Third-Party Identifiers (“3PID”) storage within matrix
:

  • Matrix defines other identifiers and addresses used to make a relationship with the account as “3PID”, they can be mail addresses or phone numbers.
  • The server software stores that information within its database in clear format.
  • With our service, as explained later in this document, at least a valid mail address needs to be associated with the account to mantain proper functionality.

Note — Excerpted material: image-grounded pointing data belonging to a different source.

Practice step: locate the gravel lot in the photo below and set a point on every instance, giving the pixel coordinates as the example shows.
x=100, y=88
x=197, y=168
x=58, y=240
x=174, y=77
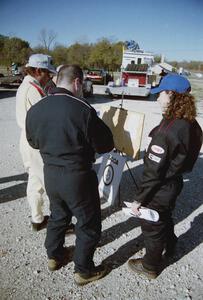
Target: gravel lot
x=23, y=262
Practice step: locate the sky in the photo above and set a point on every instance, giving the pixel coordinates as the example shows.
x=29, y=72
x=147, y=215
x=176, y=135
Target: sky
x=173, y=28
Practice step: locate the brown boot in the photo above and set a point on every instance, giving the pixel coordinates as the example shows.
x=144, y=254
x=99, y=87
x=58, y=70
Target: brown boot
x=137, y=266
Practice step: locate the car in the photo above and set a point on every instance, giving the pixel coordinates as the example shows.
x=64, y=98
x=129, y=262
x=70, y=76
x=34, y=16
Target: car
x=87, y=87
x=98, y=76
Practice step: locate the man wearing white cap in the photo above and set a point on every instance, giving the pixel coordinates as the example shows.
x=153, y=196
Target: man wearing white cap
x=39, y=69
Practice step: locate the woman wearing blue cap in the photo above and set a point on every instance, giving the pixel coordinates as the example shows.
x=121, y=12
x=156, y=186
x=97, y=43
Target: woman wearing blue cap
x=173, y=150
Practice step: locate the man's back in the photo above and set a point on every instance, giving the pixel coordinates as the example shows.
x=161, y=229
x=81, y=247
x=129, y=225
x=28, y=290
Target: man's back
x=67, y=131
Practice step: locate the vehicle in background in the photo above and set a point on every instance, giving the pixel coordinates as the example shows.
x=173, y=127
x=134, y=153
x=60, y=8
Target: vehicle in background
x=98, y=76
x=87, y=87
x=11, y=81
x=135, y=73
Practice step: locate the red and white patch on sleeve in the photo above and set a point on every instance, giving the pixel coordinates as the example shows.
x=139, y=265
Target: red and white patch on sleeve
x=157, y=149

Use of the Integrations Manager:

  • Using of the Integrations offered by our Matrix Dimensions instance require the storing of “Scalar” tokens that gets used by the appservice to interact and authenticate with the HomeServer to execute certain actions on behalf of the user.
  • The manager stores configuration data about certain bots (Go-Neb based ones like Wikipedia, Imgur, Giphy, RSS and Travis CI) and widgets.
  • Some other configuration is instead saved directly on the user’s account data stored on the HomeServer.


Opt-out requesting and oblivion rights
:

  • Unfortunately it’s very complicated to actually delete your account from the Matrix, it’s possible to disable that permanently and issue erasion in the form of redaction of all metadata and content data regarding your account from the federated servers.
  • You can be certain that such request will go to full length on our systems, and you can contact us to double check, but we can’t be responsible for what happens on servers beyond ours.


Cookie Policy
:

  • Cookies are used solely for browser session data, internal cluster routing and minor diagnostics of our systems usage by our web frontends, the Element client and our portal software WordPress.
  • All connected sites and web apps don’t have any sort of advertising, and perhaps all the related telemetry.


Passwords safety
:

  • Passwords are stored into the server in hashed format making it way harder for ’em to be decoded or cracked.
  • We do although encourage you to apply basic safety measures to create passwords of decent strength.
  • Our administrators will never ask you for your password/s and or will be able to retrieve ’em on your behalf in case of loss.


— Regarding account validity

  • A valid 3PID (mail address) is required to be associated with your account to properly receive validation tokens.


— Final disclaimers

Aria Network provides its public services, AS IS, without guarantees of sort, we perhaps decline any liability in case of damage or loss derived from their usage. We also reserve the right to suspend either the services, and/or the access to them to any third party, without notice.

By registering and/or using an account, you agree to abide to the above service agreement and consent the eventual treatment of your data and meta data by us or a third party as described (implicitly or explicitly) in this document.